Hemingway has the coveted self-knowledge and entails a freeness of living that I have wanted myself.  Selfishly, I'm getting back to this book now...

There are several classical illustrations by C F Tunnicliffe and Raymond Sheppard.
So nice to look at.

Saturday, November 24, 2012

October and November

I got busy.
busier than normal and then I had to decompress after all the business.

Most of October I did one of 3 things: Worked at Pablo's coffee where I always work on the weekends, worked weekdays at the Museum of Contemporary Art Denver where I do install on contract a few times a year, and worked on a large cross-stitch.  I also spent a few days with my amazing, artful friends, Nina and Craig who visited from Wisconsin and I also did the work of GroundSwell Gallery because we had another opening (as we do every month).  Here are a few notable pictures from that time:
MCA's Postcript show up through Feb. 3, I helped hang the many grid layouts

Lindsay St. Antoine opened at GroundSwell Gallery Nov. 10,  I bought this painting.
field trip to Clyfford Still Museum with Christian, Nina and Craig.
Pablo's Coffee...  mmm, latte.  I can sling a lot of lattes in 5 - 7 hours
This is the project that it's been all about for the last 8 months.  Showing one more week at Redline Gallery for the Art by Craft exhibit. (click image to see full size)
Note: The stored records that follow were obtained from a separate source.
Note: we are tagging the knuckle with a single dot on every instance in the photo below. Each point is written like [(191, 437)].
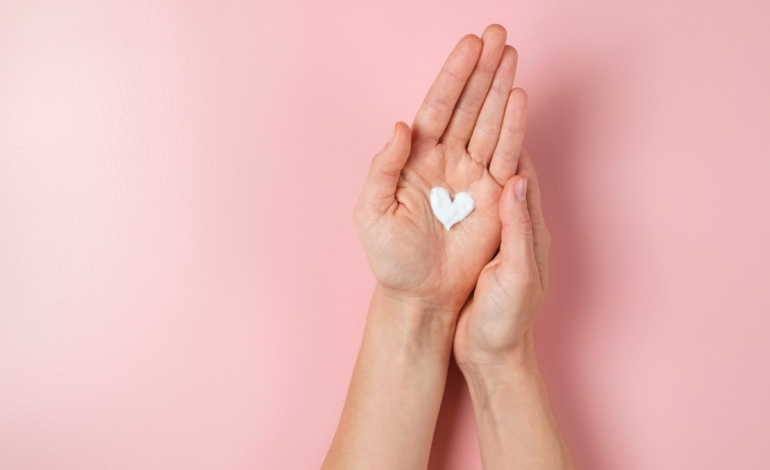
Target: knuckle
[(525, 279), (525, 225)]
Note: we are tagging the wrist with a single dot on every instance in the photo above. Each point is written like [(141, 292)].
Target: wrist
[(510, 370), (412, 321)]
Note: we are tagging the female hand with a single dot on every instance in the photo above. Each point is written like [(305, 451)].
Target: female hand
[(466, 137), (496, 323)]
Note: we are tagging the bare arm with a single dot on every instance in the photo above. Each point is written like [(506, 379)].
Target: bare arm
[(424, 272), (494, 345), (395, 394)]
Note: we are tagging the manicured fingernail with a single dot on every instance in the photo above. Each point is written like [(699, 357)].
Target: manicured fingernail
[(521, 189)]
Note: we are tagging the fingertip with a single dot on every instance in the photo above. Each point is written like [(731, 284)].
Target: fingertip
[(495, 32), (470, 42)]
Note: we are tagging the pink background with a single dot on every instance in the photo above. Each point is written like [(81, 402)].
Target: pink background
[(181, 286)]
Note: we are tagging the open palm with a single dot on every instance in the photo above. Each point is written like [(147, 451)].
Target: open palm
[(467, 136)]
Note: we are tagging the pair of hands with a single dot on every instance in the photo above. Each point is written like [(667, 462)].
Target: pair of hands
[(467, 136)]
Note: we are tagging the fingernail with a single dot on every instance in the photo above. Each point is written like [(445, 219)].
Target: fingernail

The month of October was especially important for completing this cross stitch project.  Spending Time, a double portrait of my husband and myself created from a photograph that I took and then pixilated.  Each stitch recreates the image pixel by pixel.  Formally, this work nods to early American needlework and the tedious work of commemorating family through stitches.  Conceptually, the sustained work of cross stitching over 8 months, spending time with the image of us together, builds to a meditative practice.  I felt the work became compulsive as the deadline for the Art by Craft exhibition neared, though I doubt it would have been so, had there not been a deadline.  This piece is immediately very personal to me.  Maybe that's obvious, but unlike other artwork that I have made, I feel more protective and private about this.  I want it to be as simple as it is and as monumental as it is without elaboration.

Also installed at this exhibition, the Tinnient Campana installation (previously installed at Forest Room 5 in September). 
Tinnient Campana also on view at Redine through Nov. 29 (click image for full size)
This artwork refers to the proliferation of ring tones without bells in modern culture.  The bell itself (like latin and other obsolete forms of communication have done) is gradually becoming a lesser known object or tool for communication.  Lovely in tactile forms and unique resonances, I wanted to make the bells for this installation out of adoration for the antiquated object and recognition for its outmoded-ness highlighted by our dear cell phones.  Tinnient Campana literally means, ring the bell, and our unknowing of that meaning may leave us hesitantly reaching for the bell as though to ring it, unsure of our intuition.

This installation is difficult to photograph because it is about 25 ft. long in total.  Eventually, my website will be updated to include best images.

Last note:  Because I needed to get back to it, a thank you to Mark Bystrom for noting that my blog has been ignored since early September.